Personal information
- Full name: José Domínguez Rial
- Date of birth: 11 November 1940
- Place of birth: Vigo, Galicia, Spain
- Date of death: 29 June 2000 (aged 59)
- Place of death: Location unknown
- Position: Defender

Youth career
- Celta de Vigo

Senior career*
- Years: Team / Apps / (Gls)
- 1959–1960: Celta de Vigo / 1 / (0)
- 1960–1971: Deportivo La Coruña / 323 / (1)
- 1971–1974: Celta de Vigo / 50 / (2)

= José Domínguez Rial =

Spanish footballer (1940–2000)

José Domínguez Rial (11 November 1940 – 29 June 2000) was a Spanish footballer. Nicknamed "Pepiño" or known simply as Domínguez, he played for Deportivo La Coruña throughout the 1960s as well as with Celta de Vigo in the early 1970s.

==Club career==
Domínguez would begin his career by playing within the youth sectors of Celta de Vigo until making his official senior debut for the club in 1959 at the age of 19. However, he would have difficulties making himself part of the starting XI in the club's lineups during the 1959–60 Segunda División, being primarily relegated as a substitute.
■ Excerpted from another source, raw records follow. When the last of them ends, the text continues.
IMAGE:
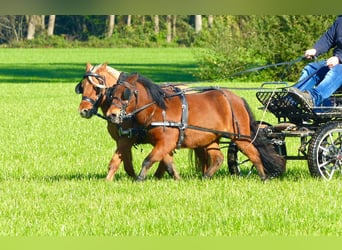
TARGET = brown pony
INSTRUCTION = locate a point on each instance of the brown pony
(210, 115)
(96, 81)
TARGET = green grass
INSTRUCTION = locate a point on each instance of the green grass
(53, 165)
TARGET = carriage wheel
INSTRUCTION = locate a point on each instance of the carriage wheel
(325, 151)
(233, 154)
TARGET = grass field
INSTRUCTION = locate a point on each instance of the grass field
(53, 164)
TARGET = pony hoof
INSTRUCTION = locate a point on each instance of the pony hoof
(206, 177)
(140, 179)
(264, 179)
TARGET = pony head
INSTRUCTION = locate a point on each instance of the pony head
(93, 87)
(123, 95)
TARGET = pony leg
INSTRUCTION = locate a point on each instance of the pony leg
(163, 167)
(156, 155)
(122, 153)
(252, 153)
(216, 159)
(201, 159)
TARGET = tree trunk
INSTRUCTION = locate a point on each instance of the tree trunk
(210, 21)
(129, 20)
(198, 23)
(156, 24)
(168, 27)
(174, 19)
(34, 25)
(51, 25)
(111, 25)
(31, 27)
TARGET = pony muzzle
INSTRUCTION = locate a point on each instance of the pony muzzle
(115, 116)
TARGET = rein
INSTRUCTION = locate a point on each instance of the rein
(289, 63)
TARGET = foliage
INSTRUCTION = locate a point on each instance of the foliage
(237, 43)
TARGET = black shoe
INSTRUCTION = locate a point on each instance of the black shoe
(304, 95)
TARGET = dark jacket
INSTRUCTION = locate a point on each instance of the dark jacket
(332, 38)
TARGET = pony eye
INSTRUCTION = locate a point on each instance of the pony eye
(79, 88)
(127, 94)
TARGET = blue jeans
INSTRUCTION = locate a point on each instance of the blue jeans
(322, 84)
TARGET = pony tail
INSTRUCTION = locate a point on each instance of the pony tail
(274, 164)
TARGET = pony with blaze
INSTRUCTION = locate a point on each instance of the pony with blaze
(198, 122)
(96, 81)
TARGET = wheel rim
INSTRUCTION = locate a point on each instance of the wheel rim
(329, 155)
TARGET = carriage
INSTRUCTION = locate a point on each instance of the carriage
(186, 125)
(318, 130)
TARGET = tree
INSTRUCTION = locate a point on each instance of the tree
(111, 23)
(168, 29)
(198, 23)
(156, 24)
(51, 25)
(35, 24)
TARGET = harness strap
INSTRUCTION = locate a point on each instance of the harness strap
(184, 120)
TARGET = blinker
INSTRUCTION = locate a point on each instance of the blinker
(127, 94)
(78, 88)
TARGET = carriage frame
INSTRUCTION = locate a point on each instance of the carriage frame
(318, 129)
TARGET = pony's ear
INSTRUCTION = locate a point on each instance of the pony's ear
(88, 67)
(132, 79)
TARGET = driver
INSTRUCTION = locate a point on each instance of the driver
(319, 80)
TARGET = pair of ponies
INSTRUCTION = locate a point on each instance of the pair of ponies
(135, 102)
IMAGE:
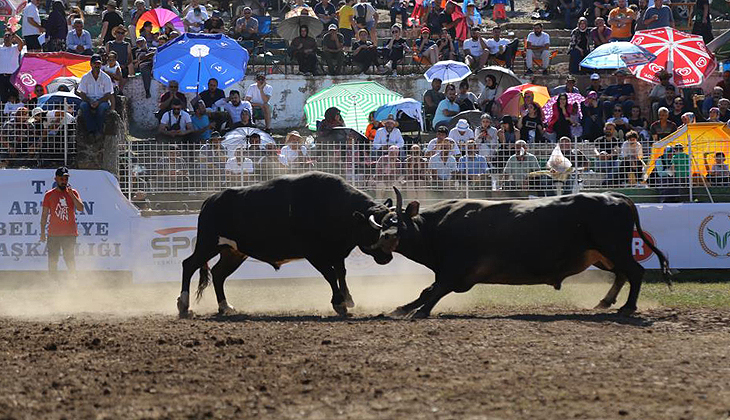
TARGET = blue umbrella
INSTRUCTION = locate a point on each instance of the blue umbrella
(193, 59)
(614, 55)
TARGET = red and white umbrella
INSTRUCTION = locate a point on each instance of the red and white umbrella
(682, 55)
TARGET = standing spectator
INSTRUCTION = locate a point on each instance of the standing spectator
(78, 41)
(258, 95)
(32, 27)
(395, 49)
(304, 49)
(111, 19)
(517, 170)
(447, 108)
(538, 42)
(621, 18)
(95, 90)
(9, 62)
(658, 16)
(346, 22)
(60, 204)
(500, 48)
(144, 61)
(333, 50)
(579, 46)
(476, 51)
(364, 52)
(367, 18)
(601, 34)
(56, 27)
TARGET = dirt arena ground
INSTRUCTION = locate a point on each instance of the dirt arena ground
(498, 352)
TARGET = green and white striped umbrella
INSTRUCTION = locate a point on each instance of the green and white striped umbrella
(355, 100)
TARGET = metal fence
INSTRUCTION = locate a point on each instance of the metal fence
(466, 170)
(32, 136)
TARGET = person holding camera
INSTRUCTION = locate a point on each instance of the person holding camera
(60, 205)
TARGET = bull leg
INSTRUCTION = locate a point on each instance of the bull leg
(341, 274)
(229, 262)
(610, 297)
(330, 274)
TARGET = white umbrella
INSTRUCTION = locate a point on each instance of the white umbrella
(448, 71)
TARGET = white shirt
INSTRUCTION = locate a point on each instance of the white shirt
(474, 47)
(254, 93)
(460, 138)
(31, 11)
(493, 45)
(95, 89)
(538, 41)
(383, 140)
(169, 119)
(9, 59)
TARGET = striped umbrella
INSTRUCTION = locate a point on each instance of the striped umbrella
(355, 100)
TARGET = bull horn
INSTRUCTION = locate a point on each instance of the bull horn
(373, 223)
(398, 201)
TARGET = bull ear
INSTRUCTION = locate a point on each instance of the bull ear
(412, 208)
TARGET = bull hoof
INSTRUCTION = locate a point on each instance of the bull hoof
(340, 308)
Because of his own personal ambitions, he would switch to play for Deportivo La Coruña in the subsequent season where he would gain significantly more success and recognition. He was primarily known as the "club's player" where he would provide excellent control of the club's defense and midfield which resulted in him playing in nearly every match while he was with the club. Over the course of his time with La Coruña, he would oversee the club be promoted and relegated five times as he would make 323 appearances for the club. He returned to Celta de Vigo for the 1971–72 La Liga until his retirement following the 1973–74 La Liga. During his tenure with the club, he would play in the club's first international European competition in the form of the 1971–72 UEFA Cup where the club would only make the first round, being knocked out by Aberdeen. In total, he would play in fifty matches and scored two goals.